Recipe courtesy of Jeanne Lemlin
Egg Noodles with Garlic and Herbs
- Level: Easy
- Yield: 4 servings
-
- Nutritional Analysis
- Per Serving
- Serving Size
- 1 of 4 servings
- Calories
- 289
- Total Fat
- 10
- Saturated Fat
- 4
- Carbohydrates
- 41
- Dietary Fiber
- 2
- Sugar
- 1
- Protein
- 8
- Cholesterol
- 59
- Sodium
- 162
- Total: 12 min
- Prep: 5 min
- Cook: 7 min
Ingredients
8 ounces wide egg noodles
1 1/2 tablespoons unsalted butter
1 tablespoon olive oil
1 large garlic clove, minced
Salt
1/4 cup fresh parsley, minced or 2 tablespoons chives or basil, minced
Directions
- Bring a stockpot of water to a boil. Drop in the noodles and cook, stirring frequently, until al dente, about 5 to 7 minutes.

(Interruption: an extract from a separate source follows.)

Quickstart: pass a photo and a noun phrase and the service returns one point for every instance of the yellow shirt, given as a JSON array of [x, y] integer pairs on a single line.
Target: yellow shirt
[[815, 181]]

- Melt the butter with the oil in a small skillet or saucepan. Add the garlic and cook about 1 minute, or until hot throughout but not at all colored. Immediately remove the pan from the heat.
- Drain the noodles in a colander and return to the pot. Pour on the garlic butter and toss well. Add the salt and parsley, and toss again. Serve immediately.